Me estoy empezando a preocupar:
Anteayer fui a la playa y nada más llegar (apenas llevaba diez minutos tumbado en la toalla) una pareja joven se instaló cerca de donde yo estaba. No habían pasado ni cinco minutos y la conversación llegó a mis oídos como una advertencia: hablaban de Tsunamis. Otra vez la misma historia. Otra vez ese nombre raro. Él le decía a ella que un día, simplemente por pura estadística, un Tsunami barrerá nuestra costa. La chica estaba echada boca abajo, los brazos cruzados, su cara reposando dulcemente sobre ellos, los ojos cerrados; dejó que él hablase un poco más, escuchando datos y definiciones más o menos acertadas, sin apenas inmutarse:
-Es una serie de olas con una frecuencia que va desde los diez minutos hasta una hora, generadas por avalanchas, erupciones volcánicas o movimientos sísmicos repentinos del fondo del océano, que avanzan en diferentes direcciones a una velocidad media de, alucina, tía, ochocientos kilómetros por hora.
-¡Qué pasada!
-Lo peor es que cuando llegan a aguas menos profundas su velocidad disminuye pero su tamaño o longitud de onda aumenta, alcanzando a veces alturas superiores a veinte metros.
-¡Qué pasada, tío!
-Y pueden ocurrir a cualquier hora del día o de la noche. En Chile, por ejemplo, hace unos meses, con el terremoto ese que hubo se produjo un pequeño tsunami y...

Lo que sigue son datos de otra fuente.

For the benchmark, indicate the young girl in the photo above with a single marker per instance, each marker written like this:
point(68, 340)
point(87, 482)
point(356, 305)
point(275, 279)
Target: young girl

La chica se dio la vuelta, y se puso de lado, un codo apoyado en la toalla, la mano en la cara, el pelo largo ocultando parte de su espalda... los ojos detenidos en los de él.
-Me salvarás, ¿verdad? -le preguntó y se dejó caer boca arriba-. Cuando eso suceda harás todo lo posible por salvarme, ¿no?
-Claro -respondió él-. Entre otras cosas porque nos avisarán y yo te avisaré a ti.
-¿Y si no da tiempo a que nos avisen?
-Nos avisarán -aseguró convencido y su mirada se cruzó durante un segundo con la mía.
-Ya, pero imagínate que no lo hacen a su debido tiempo, tío; por lo que sea.
-Si se produce un temblor en el cual necesites agarrarte a un poste, a una señal o a un árbol, a lo que sea, para no caerte al suelo, eso es que la magnitu del terrremoto es lo sufientemente potente como para provocar un tsunami... bueno dependiendo de donde este el epicentro, claro.
-¿Y qué haremos?
-Pues correr y buscar un sitio alto... si estás en Coruña hay que ir hacia la Zapateira, hacia las universidades... allí hay bastante altura... y comida y agua; de todas maneras no creo que el mar llegue hasta allí... porque si lo hace... ya no sería un tsuanmi, sería el final del mundo.
-Yo no creo que eso pase, la verdad.
-Ni yo, pero si pasa hay que saber lo que uno tiene que hacer.
-Ya -dijo ella y se volvió a poner de espaldas al sol; cuando lo hizo giró su cabeza y aquellos ojos se fijaron en los míos. Eran verdes, rasgados y muy bonitos.
-Espero que te salve -le dije muy bajito.
-Lo hará -afirmó-, está coladito por mí -y sonrió.
Yo también sonreí, me levanté, intranquilo, y fui a refrescarme a la orilla. EStaba llegando cuando me fijé en un padre que, mirando al mar, le decía a su hijo:
-Un día ese mar que ves ahí se enfadará y crecerá mucho.
-¿Y por qué?
-Porque estamos siendo mmuy malos con el Planeta.
-¿Y por qué?
-Porque los seres humanos no somos capaces de ponernos de acuerdo.
-¿Y por qué?
-Porque cada uno mira por lo suyo, hijo.
-¿Y por qué?
-Pues porque nadie tiene tiempo para los demás.
El niño se llevó un dedo a la boca y luego se rascó la cabeza con la otra mano:
-Ya, y por eso se enfadará el mar con ellos.... y no con nosotros, ¿no, papi?
-Sí, hijo, sí.
Ya decir esto aquel hombre me observó: tenía la misma mirada, exacta, igual, a la de aquel otro hombre con barba que me abordó el otro día, cuando me dirigía a la plaza de Pontevedra:
-Tú eres Juan Mariñas, ¿no? El mensajero de las letras -me dijo el hombre del niño. Formuló la misma pregunta, idéntica, el mismo tono de voz.
-No -le dije camino de la toalla-, lo siento, está usted equivocado.